あのときは激混みだったので今回も覚悟して来たのですが、思ったほどの混み具合ではなく適度な流れで観れました。
末の双子娘は美術館デビューです。ラリックの図録(92年のやつ)を見せたら一緒に見に行くと言うので。ちょうど夏休みだったし、いいタイミングでした。
ラリックの大きな展覧会はいつもジュエリーとガラスの部門に分けられています。
5月に「Story of…」カルティエ クリエイション展を東京国立博物館に観に行ったところだったので、つい比較してしまうんですが、カルティエが贅の限りを尽くした「イギリス王室御用達の超高級ジュエリー」ならばラリックのジュエリーはどちらかといえばアーティスティックな冒険心に満ちた「作品的ジュエリー」。
使われている材料(要するに宝石類)も結構普通のグレードのもの。石のクオリティはカルティエで使われているものとは相当違うんですね。
同じフランスに生きて、ジュエリーを制作する以上、カルティエとは一線を画した作品を作らないと意味を成さないだろう・・・という気概もあったんじゃないでしょうか。宝石の高価さではなく、作品そのもので勝負、みたいな。
だからなのか、初期の作品は情熱に満ちています。
その情熱がガラス制作に移行しても変わることなく、冷たいガラスのはずなのにラリックのガラス作品には体温があるかのよう。
その熱さが、魅力なんだろなあ。
ただ、テーブルウエアの展示ではちょっと「量産品」っぽくなってしまっている感がありましたね。

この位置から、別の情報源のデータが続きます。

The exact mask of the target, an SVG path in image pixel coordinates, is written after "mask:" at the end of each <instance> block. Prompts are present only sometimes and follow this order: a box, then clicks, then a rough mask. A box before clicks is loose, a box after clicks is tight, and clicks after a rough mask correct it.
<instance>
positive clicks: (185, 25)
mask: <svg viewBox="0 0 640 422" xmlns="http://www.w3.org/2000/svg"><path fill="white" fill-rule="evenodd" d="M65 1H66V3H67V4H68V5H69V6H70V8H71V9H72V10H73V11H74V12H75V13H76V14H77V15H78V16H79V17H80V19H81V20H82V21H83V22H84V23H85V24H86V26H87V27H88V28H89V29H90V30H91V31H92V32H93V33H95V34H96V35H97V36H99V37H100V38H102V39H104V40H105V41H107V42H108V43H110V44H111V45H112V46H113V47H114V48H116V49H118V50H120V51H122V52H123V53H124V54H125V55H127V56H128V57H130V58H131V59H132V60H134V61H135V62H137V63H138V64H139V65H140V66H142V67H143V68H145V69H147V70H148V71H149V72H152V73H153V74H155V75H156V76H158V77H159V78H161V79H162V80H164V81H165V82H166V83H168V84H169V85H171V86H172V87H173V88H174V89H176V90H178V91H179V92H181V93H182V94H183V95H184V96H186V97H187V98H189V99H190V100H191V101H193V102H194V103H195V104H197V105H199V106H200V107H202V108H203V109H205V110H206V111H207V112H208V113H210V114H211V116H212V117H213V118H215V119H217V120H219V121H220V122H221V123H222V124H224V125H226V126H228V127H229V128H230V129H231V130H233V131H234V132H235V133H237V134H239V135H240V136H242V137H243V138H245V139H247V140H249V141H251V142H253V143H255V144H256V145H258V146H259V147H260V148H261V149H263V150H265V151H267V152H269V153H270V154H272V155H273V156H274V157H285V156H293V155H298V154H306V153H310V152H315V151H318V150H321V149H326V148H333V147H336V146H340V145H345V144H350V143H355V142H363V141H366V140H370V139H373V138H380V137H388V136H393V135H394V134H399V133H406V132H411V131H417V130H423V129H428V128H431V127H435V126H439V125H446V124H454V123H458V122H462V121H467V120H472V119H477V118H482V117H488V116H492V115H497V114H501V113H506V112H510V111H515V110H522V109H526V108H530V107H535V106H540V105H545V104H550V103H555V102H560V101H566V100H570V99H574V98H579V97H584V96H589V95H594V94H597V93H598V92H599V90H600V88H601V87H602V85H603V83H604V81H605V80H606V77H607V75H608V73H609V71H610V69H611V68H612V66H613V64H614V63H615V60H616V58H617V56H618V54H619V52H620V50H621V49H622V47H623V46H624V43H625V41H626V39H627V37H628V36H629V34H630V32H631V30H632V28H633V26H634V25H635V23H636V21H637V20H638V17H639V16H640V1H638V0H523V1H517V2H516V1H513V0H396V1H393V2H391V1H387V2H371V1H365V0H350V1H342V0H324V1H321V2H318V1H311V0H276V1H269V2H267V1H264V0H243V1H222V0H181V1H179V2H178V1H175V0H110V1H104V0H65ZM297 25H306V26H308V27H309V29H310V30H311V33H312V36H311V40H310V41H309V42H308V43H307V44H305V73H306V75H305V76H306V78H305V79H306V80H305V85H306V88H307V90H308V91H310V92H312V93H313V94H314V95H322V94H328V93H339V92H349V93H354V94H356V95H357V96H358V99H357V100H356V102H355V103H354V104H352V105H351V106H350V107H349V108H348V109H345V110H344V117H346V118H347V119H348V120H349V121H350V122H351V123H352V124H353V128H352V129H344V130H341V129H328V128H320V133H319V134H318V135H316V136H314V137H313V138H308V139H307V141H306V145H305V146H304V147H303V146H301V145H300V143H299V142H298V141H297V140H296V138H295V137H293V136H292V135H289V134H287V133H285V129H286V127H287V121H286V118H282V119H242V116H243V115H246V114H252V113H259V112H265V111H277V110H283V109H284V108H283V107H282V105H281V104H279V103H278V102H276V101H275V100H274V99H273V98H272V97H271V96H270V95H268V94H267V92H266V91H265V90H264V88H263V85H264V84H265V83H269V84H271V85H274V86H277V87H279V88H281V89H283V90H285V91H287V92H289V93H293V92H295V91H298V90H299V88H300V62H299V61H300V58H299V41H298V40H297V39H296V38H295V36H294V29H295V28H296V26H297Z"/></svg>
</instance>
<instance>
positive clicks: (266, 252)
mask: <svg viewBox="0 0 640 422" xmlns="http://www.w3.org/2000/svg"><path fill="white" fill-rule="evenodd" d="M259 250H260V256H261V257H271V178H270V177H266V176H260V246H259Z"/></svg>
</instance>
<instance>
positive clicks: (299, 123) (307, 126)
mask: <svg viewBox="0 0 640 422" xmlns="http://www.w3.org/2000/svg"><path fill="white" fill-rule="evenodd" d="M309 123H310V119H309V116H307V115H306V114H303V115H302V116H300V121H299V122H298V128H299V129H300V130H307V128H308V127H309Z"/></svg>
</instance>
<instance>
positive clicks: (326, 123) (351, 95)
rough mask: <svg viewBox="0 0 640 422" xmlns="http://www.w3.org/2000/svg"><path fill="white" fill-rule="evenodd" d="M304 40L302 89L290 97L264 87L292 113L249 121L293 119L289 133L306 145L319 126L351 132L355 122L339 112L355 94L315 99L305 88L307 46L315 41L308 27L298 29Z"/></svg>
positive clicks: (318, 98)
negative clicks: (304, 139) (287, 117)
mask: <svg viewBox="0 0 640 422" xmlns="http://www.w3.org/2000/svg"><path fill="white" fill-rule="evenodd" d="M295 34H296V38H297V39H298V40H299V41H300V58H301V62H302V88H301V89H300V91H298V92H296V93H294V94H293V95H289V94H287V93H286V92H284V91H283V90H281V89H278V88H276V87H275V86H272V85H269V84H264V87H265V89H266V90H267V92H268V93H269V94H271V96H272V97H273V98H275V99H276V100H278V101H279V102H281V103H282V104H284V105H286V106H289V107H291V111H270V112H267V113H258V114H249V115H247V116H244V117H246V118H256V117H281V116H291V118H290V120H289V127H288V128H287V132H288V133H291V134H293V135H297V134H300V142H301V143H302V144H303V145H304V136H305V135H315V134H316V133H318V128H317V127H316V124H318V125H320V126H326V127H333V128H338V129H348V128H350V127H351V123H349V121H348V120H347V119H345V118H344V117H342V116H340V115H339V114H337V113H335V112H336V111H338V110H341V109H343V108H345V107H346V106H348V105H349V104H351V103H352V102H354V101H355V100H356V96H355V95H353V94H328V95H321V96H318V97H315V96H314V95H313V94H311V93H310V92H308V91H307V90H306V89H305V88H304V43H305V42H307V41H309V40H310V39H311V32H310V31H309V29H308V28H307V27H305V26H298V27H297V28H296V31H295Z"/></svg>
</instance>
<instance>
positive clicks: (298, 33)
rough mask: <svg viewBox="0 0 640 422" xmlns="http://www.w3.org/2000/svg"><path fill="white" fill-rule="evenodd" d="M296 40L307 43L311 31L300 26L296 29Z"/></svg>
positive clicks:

展示数を削りたくないけど予算がないからこれで誤魔化しちゃえーというような企画側の事情があったんかな。
率直に言えば、前回の国立近代美術館でのほうが「熱い作品」が多くて見応えがあったと思いますが、美術展も不況の影は避けられないんだろうということで、しょうがないです。
国立新美術館でのルネ・ラリック展は終わってしまいましたが、記事のトップ画像の「芥子」は世田谷美術館の「オルセー美術館展 パリのアール・ヌーヴォー9月12日(土)〜11月29日(日)」で出展されるようです。
世田谷美術館は砧公園のなかにあり閑静でいいところなので、散策がてら出かけるのもいいかもしれません。